Recommendation: Almond butter is a great alternative for those with peanut allergies, or health conscious individuals alike. Although similar in nutritional content with peanut butter, almond butter is more likely to be organic and have fewer additives and preservatives. Try it with apple slices for a fall favorite.

Pita Chips:

The perfect partner to a bowl full of hummus, pita chips have dipped their way into the health food world. While typically fried, even if baked, pita chips do a lot more bad than they do good. Often thought of as a healthy alternative to other chips, pita chips are actually negative calories, meaning they provide no nutrition. Containing around 130 calories in a mere ten chips, they’re similar in nutritional facts to your average potato chip – which is likely a more pleasant option.
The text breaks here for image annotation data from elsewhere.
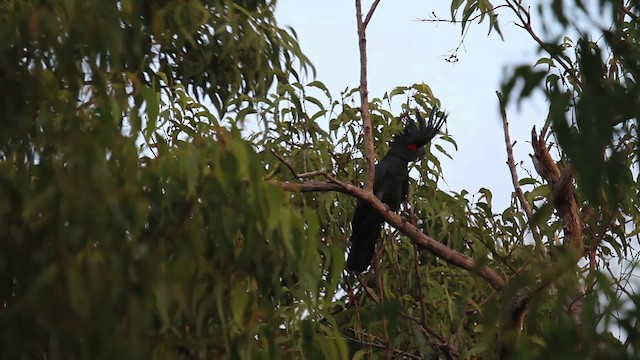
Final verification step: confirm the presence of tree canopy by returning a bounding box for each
[0,0,640,359]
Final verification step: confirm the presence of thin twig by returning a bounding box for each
[356,0,378,191]
[271,149,298,178]
[364,0,380,28]
[496,91,547,258]
[275,179,506,290]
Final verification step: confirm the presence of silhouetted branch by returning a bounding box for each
[356,0,379,191]
[496,91,547,258]
[278,179,506,290]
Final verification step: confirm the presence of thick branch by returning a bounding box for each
[280,179,506,290]
[356,0,378,191]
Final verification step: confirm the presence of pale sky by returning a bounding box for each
[276,0,546,208]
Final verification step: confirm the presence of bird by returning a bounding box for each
[347,107,447,273]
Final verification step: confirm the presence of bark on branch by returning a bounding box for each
[356,0,379,192]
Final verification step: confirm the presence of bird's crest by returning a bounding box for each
[394,107,447,150]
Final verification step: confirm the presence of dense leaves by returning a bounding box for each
[0,0,640,359]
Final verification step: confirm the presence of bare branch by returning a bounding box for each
[364,0,380,28]
[356,0,378,191]
[496,91,547,258]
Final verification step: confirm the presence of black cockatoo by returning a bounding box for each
[347,108,446,272]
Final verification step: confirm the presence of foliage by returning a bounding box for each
[0,0,640,359]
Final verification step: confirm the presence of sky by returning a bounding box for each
[276,0,546,211]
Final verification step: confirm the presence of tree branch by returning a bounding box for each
[496,91,547,258]
[364,0,380,28]
[356,0,379,191]
[276,180,506,290]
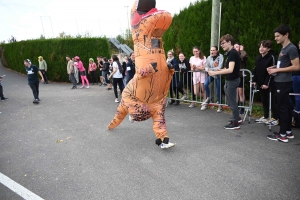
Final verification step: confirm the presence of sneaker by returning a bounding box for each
[189,102,196,108]
[267,132,289,142]
[180,94,187,101]
[224,122,240,130]
[32,99,39,103]
[128,115,134,123]
[160,142,175,149]
[255,117,267,124]
[265,118,279,126]
[201,104,207,110]
[278,135,289,142]
[286,132,295,139]
[217,106,223,113]
[228,118,243,124]
[204,97,210,104]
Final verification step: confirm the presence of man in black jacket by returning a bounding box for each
[126,52,135,84]
[253,40,278,123]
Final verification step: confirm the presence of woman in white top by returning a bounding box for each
[190,46,206,107]
[109,55,124,103]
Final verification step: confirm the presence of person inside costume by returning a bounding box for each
[108,0,175,148]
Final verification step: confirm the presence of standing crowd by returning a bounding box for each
[167,25,300,142]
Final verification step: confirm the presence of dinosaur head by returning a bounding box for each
[131,0,157,26]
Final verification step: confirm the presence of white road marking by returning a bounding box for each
[0,172,43,200]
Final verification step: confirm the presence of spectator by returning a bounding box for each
[109,55,124,103]
[234,42,248,114]
[293,41,300,112]
[126,52,135,84]
[208,34,242,130]
[0,75,8,101]
[66,56,77,89]
[38,56,48,84]
[102,58,112,90]
[177,52,192,101]
[166,50,184,105]
[201,46,224,112]
[267,25,300,142]
[75,56,90,88]
[97,56,106,86]
[253,40,278,123]
[189,46,206,108]
[88,58,98,85]
[118,54,128,87]
[24,59,44,104]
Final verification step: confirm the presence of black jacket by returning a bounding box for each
[293,48,300,76]
[126,59,135,84]
[253,50,277,86]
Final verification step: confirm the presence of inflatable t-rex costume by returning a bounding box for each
[108,0,174,148]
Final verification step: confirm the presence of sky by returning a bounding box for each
[0,0,197,42]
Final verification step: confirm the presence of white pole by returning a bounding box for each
[40,16,46,38]
[218,1,222,49]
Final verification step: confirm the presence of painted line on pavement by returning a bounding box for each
[0,172,43,200]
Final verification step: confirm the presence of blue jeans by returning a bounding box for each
[224,78,240,123]
[204,76,222,103]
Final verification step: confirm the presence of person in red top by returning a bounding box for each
[75,56,90,88]
[88,58,98,85]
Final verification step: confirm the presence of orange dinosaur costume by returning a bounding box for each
[108,0,174,148]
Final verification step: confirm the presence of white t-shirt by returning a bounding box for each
[113,62,123,78]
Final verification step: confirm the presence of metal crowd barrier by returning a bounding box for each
[166,69,258,123]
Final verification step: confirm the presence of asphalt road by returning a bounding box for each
[0,61,300,200]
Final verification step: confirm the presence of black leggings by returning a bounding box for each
[113,78,124,98]
[90,71,98,83]
[28,82,39,99]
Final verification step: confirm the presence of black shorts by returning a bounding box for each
[80,71,86,76]
[238,77,246,88]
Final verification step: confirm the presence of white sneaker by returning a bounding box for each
[189,102,196,108]
[128,115,134,123]
[201,104,207,110]
[160,142,175,149]
[204,97,210,104]
[217,106,223,112]
[180,94,187,101]
[255,117,267,124]
[265,118,279,126]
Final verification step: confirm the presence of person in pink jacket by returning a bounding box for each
[75,56,90,88]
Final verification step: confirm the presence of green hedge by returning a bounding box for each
[1,38,110,82]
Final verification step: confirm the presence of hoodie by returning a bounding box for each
[253,50,277,86]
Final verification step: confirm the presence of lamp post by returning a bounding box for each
[40,16,54,37]
[124,6,130,37]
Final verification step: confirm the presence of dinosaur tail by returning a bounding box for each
[107,100,128,130]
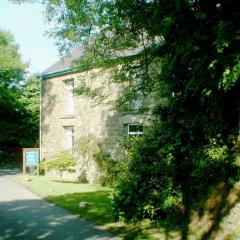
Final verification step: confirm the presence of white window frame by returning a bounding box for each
[64,126,74,150]
[64,79,74,116]
[127,123,144,136]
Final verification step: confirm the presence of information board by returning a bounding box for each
[23,148,39,175]
[25,150,38,166]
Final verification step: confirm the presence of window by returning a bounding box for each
[125,123,143,137]
[65,80,74,115]
[64,126,74,149]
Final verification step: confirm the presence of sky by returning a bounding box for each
[0,0,59,74]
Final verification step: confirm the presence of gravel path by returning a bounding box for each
[0,170,121,240]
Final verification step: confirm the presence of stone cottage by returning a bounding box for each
[40,48,147,182]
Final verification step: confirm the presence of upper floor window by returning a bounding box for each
[64,126,74,149]
[65,80,74,115]
[124,123,143,137]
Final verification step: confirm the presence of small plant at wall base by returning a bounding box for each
[44,150,76,182]
[74,135,125,187]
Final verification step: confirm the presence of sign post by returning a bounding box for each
[23,148,39,176]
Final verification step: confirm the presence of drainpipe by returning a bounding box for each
[38,74,42,161]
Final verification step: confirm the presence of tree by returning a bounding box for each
[0,30,40,147]
[0,30,26,146]
[20,76,40,147]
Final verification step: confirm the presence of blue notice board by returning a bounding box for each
[25,151,38,166]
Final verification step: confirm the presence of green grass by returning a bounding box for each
[15,176,114,224]
[14,176,169,239]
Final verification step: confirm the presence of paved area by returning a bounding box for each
[0,170,120,240]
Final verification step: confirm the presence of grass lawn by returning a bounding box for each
[14,176,165,239]
[14,176,240,240]
[15,176,114,224]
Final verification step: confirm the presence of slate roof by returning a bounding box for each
[42,46,143,78]
[42,47,85,74]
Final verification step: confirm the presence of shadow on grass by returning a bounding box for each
[47,191,114,224]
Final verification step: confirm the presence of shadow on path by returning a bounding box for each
[0,170,120,240]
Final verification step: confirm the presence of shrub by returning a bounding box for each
[42,150,76,182]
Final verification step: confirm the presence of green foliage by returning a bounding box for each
[74,135,126,187]
[43,150,76,182]
[0,30,40,147]
[20,76,40,147]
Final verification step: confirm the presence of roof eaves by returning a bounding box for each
[41,68,78,80]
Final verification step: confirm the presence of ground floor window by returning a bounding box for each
[124,123,143,137]
[64,126,74,149]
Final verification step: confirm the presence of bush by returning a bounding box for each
[42,150,76,182]
[74,135,126,187]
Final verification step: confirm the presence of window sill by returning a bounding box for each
[60,115,75,119]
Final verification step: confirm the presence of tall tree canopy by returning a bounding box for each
[0,30,39,147]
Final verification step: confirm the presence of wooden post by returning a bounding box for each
[23,148,26,176]
[23,148,40,176]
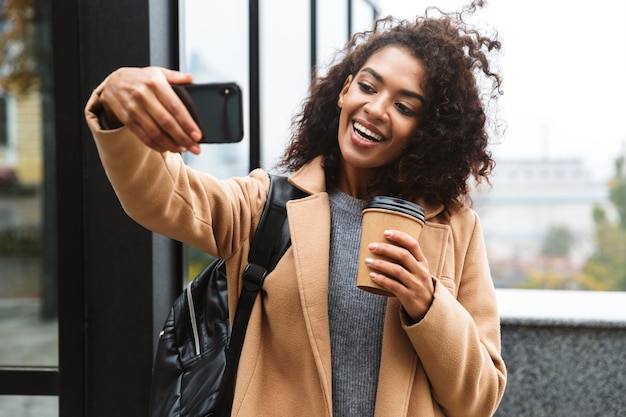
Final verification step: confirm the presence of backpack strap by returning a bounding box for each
[216,174,306,417]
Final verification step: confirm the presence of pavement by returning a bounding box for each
[0,298,59,417]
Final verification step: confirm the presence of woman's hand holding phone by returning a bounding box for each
[100,67,202,154]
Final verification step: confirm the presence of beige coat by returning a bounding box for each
[86,85,506,417]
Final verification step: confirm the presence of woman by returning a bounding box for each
[86,4,506,417]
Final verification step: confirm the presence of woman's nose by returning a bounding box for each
[365,95,387,120]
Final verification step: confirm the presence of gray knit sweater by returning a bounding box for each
[328,190,387,417]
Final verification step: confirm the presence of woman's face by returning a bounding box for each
[338,46,426,177]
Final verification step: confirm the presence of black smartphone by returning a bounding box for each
[172,82,243,143]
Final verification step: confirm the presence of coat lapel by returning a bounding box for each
[287,193,332,410]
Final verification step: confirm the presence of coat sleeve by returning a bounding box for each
[85,83,269,258]
[404,210,506,417]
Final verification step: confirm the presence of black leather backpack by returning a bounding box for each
[150,175,305,417]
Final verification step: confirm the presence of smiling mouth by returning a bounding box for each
[352,122,385,142]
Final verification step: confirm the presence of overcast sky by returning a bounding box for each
[181,0,626,179]
[378,0,626,178]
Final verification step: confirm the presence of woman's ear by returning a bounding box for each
[337,75,352,108]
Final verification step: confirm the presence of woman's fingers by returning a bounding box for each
[366,230,434,320]
[100,67,202,153]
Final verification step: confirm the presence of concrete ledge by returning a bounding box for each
[495,290,626,417]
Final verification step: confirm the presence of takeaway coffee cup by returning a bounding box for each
[356,196,424,297]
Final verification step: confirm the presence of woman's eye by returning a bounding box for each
[396,103,416,116]
[359,82,376,93]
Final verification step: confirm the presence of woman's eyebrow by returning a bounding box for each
[361,67,426,104]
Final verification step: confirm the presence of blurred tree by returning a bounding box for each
[584,157,626,291]
[541,226,574,256]
[0,0,39,95]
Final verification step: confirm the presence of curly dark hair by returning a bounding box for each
[278,0,502,211]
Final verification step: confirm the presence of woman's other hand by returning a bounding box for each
[366,230,435,322]
[100,67,202,154]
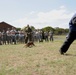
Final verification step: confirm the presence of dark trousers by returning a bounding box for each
[60,31,76,53]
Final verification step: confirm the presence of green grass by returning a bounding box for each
[0,36,76,75]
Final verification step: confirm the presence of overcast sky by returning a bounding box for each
[0,0,76,28]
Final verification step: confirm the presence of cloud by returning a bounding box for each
[12,6,74,28]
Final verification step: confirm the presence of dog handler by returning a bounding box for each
[59,13,76,55]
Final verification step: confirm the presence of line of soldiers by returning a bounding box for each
[0,25,53,45]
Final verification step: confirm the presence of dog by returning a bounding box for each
[24,41,35,48]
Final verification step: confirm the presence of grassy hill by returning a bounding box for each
[0,36,76,75]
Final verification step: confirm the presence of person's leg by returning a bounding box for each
[60,32,76,54]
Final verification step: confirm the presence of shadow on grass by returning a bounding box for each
[65,54,76,56]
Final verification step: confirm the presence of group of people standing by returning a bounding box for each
[0,25,53,45]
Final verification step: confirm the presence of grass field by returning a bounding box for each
[0,36,76,75]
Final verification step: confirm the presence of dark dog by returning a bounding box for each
[24,41,35,47]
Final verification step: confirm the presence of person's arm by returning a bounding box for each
[72,17,76,25]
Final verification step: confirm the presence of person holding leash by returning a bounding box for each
[59,13,76,55]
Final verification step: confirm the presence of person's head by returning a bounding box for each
[27,24,29,27]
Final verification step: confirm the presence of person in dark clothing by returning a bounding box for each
[59,14,76,55]
[25,25,32,43]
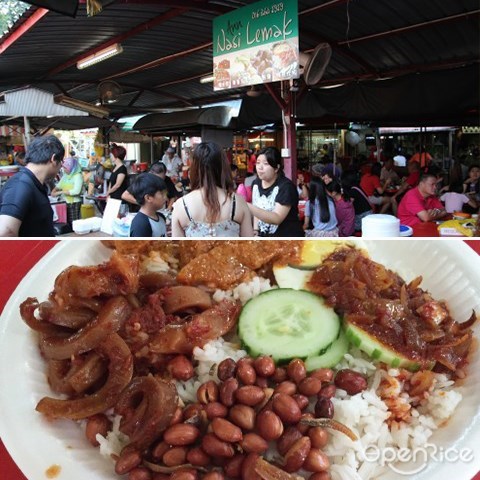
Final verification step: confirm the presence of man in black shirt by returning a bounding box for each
[0,135,65,237]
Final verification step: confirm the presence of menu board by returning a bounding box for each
[213,0,300,90]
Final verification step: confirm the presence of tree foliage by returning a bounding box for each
[0,0,30,37]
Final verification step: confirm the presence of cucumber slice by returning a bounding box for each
[305,330,349,372]
[344,320,435,372]
[238,288,341,362]
[273,265,315,290]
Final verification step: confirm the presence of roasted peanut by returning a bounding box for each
[283,437,311,473]
[128,467,152,480]
[237,355,253,368]
[205,402,228,420]
[170,407,183,425]
[275,380,297,395]
[187,447,211,467]
[202,433,235,458]
[152,473,170,480]
[318,383,337,398]
[183,403,204,421]
[297,412,315,435]
[85,413,112,447]
[277,427,303,456]
[167,355,194,382]
[272,393,302,424]
[253,355,275,377]
[303,448,330,472]
[242,453,262,480]
[163,423,200,447]
[219,378,238,407]
[217,358,237,382]
[272,367,288,383]
[237,363,257,385]
[197,380,219,404]
[308,427,328,448]
[287,358,307,384]
[202,470,225,480]
[162,447,187,467]
[255,376,268,388]
[223,454,245,478]
[239,433,268,453]
[292,393,309,410]
[152,442,170,460]
[170,468,198,480]
[309,472,332,480]
[211,418,243,443]
[310,368,333,382]
[298,377,322,397]
[315,397,334,418]
[256,410,283,441]
[228,404,256,430]
[115,449,142,475]
[235,385,265,407]
[335,368,368,395]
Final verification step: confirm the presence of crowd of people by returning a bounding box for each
[0,135,480,237]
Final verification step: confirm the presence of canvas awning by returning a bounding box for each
[133,107,232,133]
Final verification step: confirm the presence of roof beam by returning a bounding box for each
[0,8,48,55]
[102,42,213,80]
[337,10,480,45]
[314,57,480,88]
[46,8,188,78]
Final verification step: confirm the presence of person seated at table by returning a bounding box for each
[0,135,65,237]
[129,173,167,237]
[326,179,355,237]
[342,169,374,232]
[106,144,128,200]
[312,163,342,185]
[162,146,183,182]
[303,177,338,237]
[297,172,310,200]
[360,162,392,213]
[392,162,421,215]
[380,157,400,186]
[398,172,448,227]
[50,157,83,226]
[172,142,253,237]
[149,162,182,210]
[440,183,479,213]
[13,150,27,167]
[463,164,480,209]
[248,147,305,237]
[408,145,433,169]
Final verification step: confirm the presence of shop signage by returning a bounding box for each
[213,0,300,90]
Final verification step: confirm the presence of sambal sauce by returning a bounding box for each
[309,248,476,372]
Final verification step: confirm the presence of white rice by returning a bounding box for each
[95,415,129,459]
[175,338,247,403]
[213,277,276,305]
[140,251,179,274]
[97,276,462,480]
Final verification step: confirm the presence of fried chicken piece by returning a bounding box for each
[177,240,300,290]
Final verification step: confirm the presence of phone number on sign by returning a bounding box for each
[252,3,283,20]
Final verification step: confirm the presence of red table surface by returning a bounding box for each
[0,240,480,480]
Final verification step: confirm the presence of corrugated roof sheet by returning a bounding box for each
[0,0,480,124]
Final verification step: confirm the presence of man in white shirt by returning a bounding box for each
[162,147,183,181]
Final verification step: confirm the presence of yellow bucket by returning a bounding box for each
[80,203,95,218]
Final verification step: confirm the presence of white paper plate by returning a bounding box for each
[0,239,480,480]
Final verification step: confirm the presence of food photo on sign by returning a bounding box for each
[213,0,300,90]
[0,239,480,480]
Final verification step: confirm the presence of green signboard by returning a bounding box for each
[213,0,300,90]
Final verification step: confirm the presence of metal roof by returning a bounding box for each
[0,0,480,127]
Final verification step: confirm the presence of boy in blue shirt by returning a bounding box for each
[129,173,167,237]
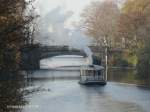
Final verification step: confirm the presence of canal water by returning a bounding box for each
[0,56,150,112]
[18,70,150,112]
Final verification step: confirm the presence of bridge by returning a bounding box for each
[20,44,123,69]
[20,44,87,69]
Recommendation: A great alternative to dipping negative calories in your nutritious hummus is to swap out the pita chips for some carrot, or bell pepper sticks. If you’re craving that salty, crisp bite, try kale chips, one of the biggest new trends, or for those feeling a bit more exotic, dried and salted nori, a japanese favorite.

White Rice:

Great in sushi, or as a complement to your Asian or Hispanic inspired meal, white rice is a staple for millions around the world. While a cheap and tasty side, it’s not the most nutritious option, since it’s a negative calorie food. Countless studies have shown that a serving of white rice is the equivalent to two slices of white bread, which we all know is the nutritional equivalent to cardboard.

Recommendation: An easy swap for your bowl of cardboard is to switch to brown rice, or even better: quinoa. High in fiber, protein, and plenty more nutrients, these unique grains are the perfect nutritional side to your next meal.